Review for NeurIPS paper: POMDPs in Continuous Time and Discrete Spaces

NeurIPS 2020

POMDPs in Continuous Time and Discrete Spaces

Review 1

Summary and Contributions: The manuscript presents an optimal control approach for a partially observable Markov decision process (POMDP) in continuous time with discrete state-spaces. The contribution is the formulation of a continous-time POMDP model and an algorithm to solve the Hamilton-Jacobi-Bellman equation using a neural network approximation to the values function

Strengths: The considered problem is - as far as I know - novel. The theoretical derivation are sound

Weaknesses: Post-rebuttal: I really appreciate the thoughtful response by the authors. The main issue for me was the motivation of this work and I would like to see good reasons that this new modelling paradigm is not only considered out of curiosity. I understand now, that it is an interesting problem to study but I am still unsure about the practical relevance since the control itself will always be implemented in some sort of (digital) time-discrete fashion. ======================================== I am not sure how relevant the particular problem formulation might be for the community, as a time discretization seems to be more convenient in many cases. The experimental evaluation is weak. In particular the gridworld problem is an example, which would have been much easier to solve in the continuous state space domain and it cannot be expected to scale well for larger dimensions.

Correctness: Yes, I couldn't find any flaws.

Clarity: Yes, I think for the available space, the authors have done their best to clearly formulate their contribution. However this topic requires background knowledge from different areas and is therefore not easy to follow.

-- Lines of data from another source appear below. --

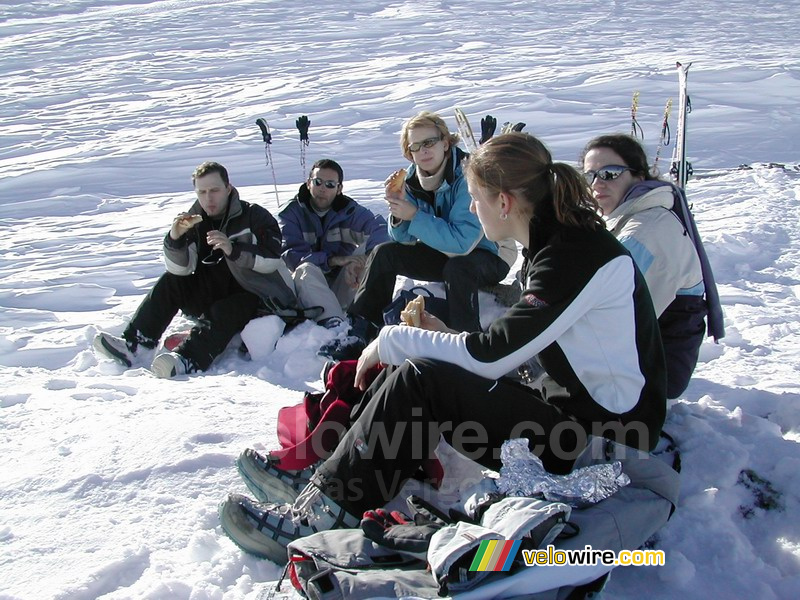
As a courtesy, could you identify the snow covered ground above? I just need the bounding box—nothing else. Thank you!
[0,0,800,600]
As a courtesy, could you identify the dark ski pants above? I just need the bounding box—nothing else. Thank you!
[314,359,587,515]
[123,273,259,371]
[348,242,509,331]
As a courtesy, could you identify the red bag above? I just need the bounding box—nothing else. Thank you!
[270,360,383,471]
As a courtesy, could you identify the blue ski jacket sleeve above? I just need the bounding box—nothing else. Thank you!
[389,147,497,256]
[278,184,389,272]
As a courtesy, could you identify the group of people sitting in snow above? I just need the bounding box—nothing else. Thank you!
[94,112,720,557]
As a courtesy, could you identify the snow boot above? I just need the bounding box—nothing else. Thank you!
[236,448,316,503]
[219,483,360,565]
[150,352,200,379]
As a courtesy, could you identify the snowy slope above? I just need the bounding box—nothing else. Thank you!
[0,0,800,600]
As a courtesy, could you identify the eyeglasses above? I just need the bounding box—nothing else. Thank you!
[200,249,225,265]
[408,136,442,152]
[583,165,633,185]
[311,177,339,190]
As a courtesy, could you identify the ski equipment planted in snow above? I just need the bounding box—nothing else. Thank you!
[631,92,644,139]
[653,98,672,174]
[670,63,692,189]
[478,115,497,144]
[256,118,281,208]
[453,108,478,152]
[295,115,311,179]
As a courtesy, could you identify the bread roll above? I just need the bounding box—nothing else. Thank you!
[183,215,203,227]
[400,295,425,327]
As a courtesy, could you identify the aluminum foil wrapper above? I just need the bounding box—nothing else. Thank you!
[497,439,631,508]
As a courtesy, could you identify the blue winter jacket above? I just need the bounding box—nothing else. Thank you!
[390,146,497,256]
[278,184,389,273]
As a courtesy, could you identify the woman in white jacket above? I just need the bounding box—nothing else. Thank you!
[581,134,707,398]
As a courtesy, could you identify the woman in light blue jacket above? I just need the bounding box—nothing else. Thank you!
[320,111,516,360]
[581,134,722,398]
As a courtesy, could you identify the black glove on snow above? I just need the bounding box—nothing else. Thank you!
[478,115,497,144]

Relation to Prior Work: The related work is properly reviewed. However, I would like to the in the experiment a comparison to alternative methods (even if they operate in discrete time or continuous state spaces)

Reproducibility: Yes

Additional Feedback:

Review 2

Summary and Contributions: This paper makes two contributions: (i) a theoretical contribution in which they extend the theory of POMDPs to continuous-time and finite discrete-state processes and (ii) algorithms for solving the analogue of the Bellman equations (which are called Hamilton-Jacobi-Bellman) together with a discussion of experimental results on toy examples. The theoretical contribution builds on work from the theory of stochastic filtering as well as standard material from RL. The algorithm is guided by ideas from the more traditional setting but essentially they have to solve a PDE with time derivatives so it is not entirely a routine matter to extend standard algorithms.

Strengths: The main strength is that introduces a whole new paradigm and develops the mathematical framework in a principled way. There is a lot of new machinery to digest but they do a good job in explaining the setup. There is too much to be really explained properly in detail but they do well with the limited space that they have.

Weaknesses: I think that the algorithmic work is very preliminary but it is fair enough for the first paper in this area. There is a vast amount of new material that comes with continuous time; they did a good job, but many parts of the framework could not be explained in the space they have. At some point they seem to veer towards continuous space and then shy away from it. I am a little puzzled that they keep writing the phrase "finite countable set". A finite set is *automatically* countable, a countable set may not be finite. More usually one sees the phrase "countably infinite" set but "countable finite" sounds silly and makes me have passing doubts about their familiarity with the subject. However, they have explained the harder mathematical ideas quite well.

Correctness: Yes, the theory seems correct as far as I could check. The empirical results are good but very preliminary.

Clarity: Yes and no. The material is promising and the explanations are as good as one expect in paper of this size. However, a serious reader would have to learn quite a lot of things in order to understand the points. The continuous-time world is very different from the 'real world"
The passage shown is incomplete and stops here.